Education/Continuity of Care
- (i) independent
- (i) Use a variety of teaching methods.
- Different people learn in different ways. Match the
learning style with the educational approach. For some patients this may
require grocery shopping for "healthy foods" with a dietitian, or a home visit
by the nurse to review a psychomotor skill.
- (i) Introduce complicated therapy one step at
- Allows learner to concentrate more completely on one topic
at a time.
- (i) Instruct patient on the importance of
reordering medications 2 to 3 days before running out.

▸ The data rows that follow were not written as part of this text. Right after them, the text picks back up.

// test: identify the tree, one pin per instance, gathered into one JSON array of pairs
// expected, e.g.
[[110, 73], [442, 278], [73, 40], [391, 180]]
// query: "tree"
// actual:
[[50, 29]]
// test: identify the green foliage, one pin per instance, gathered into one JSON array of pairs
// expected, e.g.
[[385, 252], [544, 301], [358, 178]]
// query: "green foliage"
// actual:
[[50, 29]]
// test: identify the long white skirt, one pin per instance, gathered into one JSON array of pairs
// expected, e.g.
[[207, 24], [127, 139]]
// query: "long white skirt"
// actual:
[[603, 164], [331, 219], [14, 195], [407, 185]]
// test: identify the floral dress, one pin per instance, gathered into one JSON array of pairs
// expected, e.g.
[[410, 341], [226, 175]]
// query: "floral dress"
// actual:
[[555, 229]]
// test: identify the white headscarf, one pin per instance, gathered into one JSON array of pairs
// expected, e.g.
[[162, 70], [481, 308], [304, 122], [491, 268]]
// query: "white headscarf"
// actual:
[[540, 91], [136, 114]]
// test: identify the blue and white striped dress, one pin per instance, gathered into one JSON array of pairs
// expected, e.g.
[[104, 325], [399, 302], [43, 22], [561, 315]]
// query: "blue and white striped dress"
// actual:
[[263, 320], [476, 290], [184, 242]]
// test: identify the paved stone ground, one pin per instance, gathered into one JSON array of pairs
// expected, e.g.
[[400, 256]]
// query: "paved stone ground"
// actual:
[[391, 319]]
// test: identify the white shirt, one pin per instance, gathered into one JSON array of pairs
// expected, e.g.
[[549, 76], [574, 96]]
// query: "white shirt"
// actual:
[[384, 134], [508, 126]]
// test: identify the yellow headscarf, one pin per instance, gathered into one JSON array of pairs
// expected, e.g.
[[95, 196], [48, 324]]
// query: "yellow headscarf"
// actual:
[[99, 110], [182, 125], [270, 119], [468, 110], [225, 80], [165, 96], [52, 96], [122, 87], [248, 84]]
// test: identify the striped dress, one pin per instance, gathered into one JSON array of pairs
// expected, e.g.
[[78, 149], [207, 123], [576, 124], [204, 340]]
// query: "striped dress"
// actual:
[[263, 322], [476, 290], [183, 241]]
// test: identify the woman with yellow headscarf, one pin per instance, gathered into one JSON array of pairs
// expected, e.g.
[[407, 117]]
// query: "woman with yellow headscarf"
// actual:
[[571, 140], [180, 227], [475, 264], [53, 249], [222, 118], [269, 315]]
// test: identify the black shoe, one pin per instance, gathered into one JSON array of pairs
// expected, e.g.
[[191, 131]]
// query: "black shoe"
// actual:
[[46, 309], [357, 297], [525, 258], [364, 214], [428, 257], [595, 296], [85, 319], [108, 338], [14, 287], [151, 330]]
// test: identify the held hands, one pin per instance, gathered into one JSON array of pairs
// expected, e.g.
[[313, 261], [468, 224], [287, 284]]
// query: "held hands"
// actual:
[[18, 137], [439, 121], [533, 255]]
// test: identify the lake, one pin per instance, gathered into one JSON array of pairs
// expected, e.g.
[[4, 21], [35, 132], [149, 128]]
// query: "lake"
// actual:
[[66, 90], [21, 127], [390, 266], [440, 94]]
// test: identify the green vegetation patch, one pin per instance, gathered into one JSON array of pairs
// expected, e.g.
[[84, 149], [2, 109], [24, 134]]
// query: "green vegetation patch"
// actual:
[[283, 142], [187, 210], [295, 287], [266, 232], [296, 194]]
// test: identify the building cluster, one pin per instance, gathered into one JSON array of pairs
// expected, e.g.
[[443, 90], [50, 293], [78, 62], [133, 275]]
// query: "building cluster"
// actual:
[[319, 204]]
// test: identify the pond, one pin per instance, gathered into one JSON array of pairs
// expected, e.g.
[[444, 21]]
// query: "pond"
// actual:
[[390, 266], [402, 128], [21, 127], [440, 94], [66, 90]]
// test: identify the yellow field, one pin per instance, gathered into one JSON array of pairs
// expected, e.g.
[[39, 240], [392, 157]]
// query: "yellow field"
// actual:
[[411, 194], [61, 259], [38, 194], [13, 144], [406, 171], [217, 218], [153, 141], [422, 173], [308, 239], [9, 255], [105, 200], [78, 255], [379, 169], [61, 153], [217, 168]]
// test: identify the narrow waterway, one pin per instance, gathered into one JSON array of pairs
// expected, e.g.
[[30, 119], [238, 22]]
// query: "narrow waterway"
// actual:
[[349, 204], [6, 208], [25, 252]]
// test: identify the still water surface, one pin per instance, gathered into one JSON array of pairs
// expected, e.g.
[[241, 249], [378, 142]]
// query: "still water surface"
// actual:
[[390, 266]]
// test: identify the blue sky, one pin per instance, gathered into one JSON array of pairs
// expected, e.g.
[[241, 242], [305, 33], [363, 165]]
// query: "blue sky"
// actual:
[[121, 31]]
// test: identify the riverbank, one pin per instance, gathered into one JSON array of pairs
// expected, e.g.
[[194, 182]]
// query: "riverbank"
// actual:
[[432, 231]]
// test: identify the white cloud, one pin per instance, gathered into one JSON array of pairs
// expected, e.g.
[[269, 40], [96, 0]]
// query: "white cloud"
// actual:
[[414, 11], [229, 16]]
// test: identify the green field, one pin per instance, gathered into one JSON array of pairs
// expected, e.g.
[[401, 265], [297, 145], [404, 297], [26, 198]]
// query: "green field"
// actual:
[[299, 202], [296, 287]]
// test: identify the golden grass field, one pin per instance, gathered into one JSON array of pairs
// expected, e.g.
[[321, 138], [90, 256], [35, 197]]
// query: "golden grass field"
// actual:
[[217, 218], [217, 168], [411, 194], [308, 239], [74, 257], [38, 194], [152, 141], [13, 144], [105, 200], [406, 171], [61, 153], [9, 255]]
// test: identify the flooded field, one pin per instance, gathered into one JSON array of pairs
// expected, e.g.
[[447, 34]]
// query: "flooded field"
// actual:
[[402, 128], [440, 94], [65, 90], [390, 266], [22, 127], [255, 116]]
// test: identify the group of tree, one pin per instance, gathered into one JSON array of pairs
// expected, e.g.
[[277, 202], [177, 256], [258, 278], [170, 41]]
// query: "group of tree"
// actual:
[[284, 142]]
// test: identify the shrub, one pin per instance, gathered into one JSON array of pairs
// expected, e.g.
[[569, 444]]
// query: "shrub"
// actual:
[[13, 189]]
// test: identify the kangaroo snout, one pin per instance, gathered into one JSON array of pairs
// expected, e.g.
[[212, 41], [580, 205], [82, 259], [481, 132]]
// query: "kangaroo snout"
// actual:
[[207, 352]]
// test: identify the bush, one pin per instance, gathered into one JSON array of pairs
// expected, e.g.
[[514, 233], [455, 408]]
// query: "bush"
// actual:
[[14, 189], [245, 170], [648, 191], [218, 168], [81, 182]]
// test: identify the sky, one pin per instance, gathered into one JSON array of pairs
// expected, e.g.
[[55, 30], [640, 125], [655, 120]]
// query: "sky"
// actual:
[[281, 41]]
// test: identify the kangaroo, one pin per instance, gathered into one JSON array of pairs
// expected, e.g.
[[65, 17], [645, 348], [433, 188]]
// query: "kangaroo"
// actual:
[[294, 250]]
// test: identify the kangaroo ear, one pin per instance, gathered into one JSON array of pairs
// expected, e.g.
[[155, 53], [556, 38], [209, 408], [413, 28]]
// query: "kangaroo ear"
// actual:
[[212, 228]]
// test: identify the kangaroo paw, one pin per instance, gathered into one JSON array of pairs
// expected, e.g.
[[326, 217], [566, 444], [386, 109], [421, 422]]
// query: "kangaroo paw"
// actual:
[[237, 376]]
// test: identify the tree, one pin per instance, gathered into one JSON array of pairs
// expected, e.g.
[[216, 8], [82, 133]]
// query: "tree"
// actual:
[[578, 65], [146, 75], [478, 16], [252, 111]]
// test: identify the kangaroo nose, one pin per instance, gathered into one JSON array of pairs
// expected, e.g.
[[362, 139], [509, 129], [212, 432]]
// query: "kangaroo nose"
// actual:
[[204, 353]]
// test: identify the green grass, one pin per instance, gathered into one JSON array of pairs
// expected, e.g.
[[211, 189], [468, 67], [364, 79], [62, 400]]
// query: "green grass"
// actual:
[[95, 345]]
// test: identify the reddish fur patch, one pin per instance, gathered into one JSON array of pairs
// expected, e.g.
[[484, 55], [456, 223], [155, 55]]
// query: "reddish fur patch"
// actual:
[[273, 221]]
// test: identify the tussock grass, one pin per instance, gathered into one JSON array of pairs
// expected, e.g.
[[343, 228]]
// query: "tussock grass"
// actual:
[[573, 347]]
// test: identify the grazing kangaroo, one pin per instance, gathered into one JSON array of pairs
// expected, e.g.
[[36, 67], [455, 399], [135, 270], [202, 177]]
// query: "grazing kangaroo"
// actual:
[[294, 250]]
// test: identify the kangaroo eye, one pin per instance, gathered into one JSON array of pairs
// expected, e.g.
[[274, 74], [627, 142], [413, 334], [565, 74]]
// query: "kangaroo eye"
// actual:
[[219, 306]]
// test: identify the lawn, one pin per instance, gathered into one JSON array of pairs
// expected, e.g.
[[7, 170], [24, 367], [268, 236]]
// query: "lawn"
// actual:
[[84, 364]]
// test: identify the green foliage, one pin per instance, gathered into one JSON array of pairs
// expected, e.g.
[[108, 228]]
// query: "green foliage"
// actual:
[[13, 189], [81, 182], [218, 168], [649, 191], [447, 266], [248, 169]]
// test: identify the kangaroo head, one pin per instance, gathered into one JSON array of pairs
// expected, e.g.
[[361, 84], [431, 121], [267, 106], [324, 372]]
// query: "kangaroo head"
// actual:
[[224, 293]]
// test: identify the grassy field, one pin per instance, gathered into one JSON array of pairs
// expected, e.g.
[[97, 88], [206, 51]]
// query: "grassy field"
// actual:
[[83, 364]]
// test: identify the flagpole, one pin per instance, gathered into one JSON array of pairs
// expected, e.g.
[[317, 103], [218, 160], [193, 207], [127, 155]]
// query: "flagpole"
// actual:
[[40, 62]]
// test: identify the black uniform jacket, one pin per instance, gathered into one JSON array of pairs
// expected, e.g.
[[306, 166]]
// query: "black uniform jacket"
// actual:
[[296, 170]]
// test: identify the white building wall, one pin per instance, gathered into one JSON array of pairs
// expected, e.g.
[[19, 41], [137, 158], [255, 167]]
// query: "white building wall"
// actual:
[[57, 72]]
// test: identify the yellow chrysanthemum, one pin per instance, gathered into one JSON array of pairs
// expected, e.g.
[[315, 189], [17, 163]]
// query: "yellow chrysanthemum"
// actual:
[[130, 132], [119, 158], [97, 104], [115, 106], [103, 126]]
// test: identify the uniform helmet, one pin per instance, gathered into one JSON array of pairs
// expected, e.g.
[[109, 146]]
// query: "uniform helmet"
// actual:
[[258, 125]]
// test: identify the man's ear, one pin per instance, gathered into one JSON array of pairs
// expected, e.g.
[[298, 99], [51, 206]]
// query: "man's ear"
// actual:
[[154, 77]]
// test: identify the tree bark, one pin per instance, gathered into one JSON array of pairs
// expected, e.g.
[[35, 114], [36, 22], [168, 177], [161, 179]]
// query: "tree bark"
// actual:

- Although many cultures in the United States are
future-oriented and are concerned with measures to prevent illness, other
cultures are more oriented to the present. This difference in time orientation
may need to be addressed.
- (i) Include significant others in
explanations and teaching.
- To encourage their support and assistance in following
plans. This may enhance overall adaptation to the program.
- (i) Allow learner to practice new skills;
provide immediate feedback on performance.
- This allows patient to use new information immediately,
thus enhancing retention. Immediate feedback allows learner to make corrections
rather than practice the skill incorrectly.
- (i) Role-play scenarios when nonadherence to
plan may easily occur. Demonstrate appropriate behaviors.
- Relapse prevention needs to be addressed early in the
treatment plan. Helping patient expand his or her repertoire of responses to
difficult situations assists in meeting treatment goals.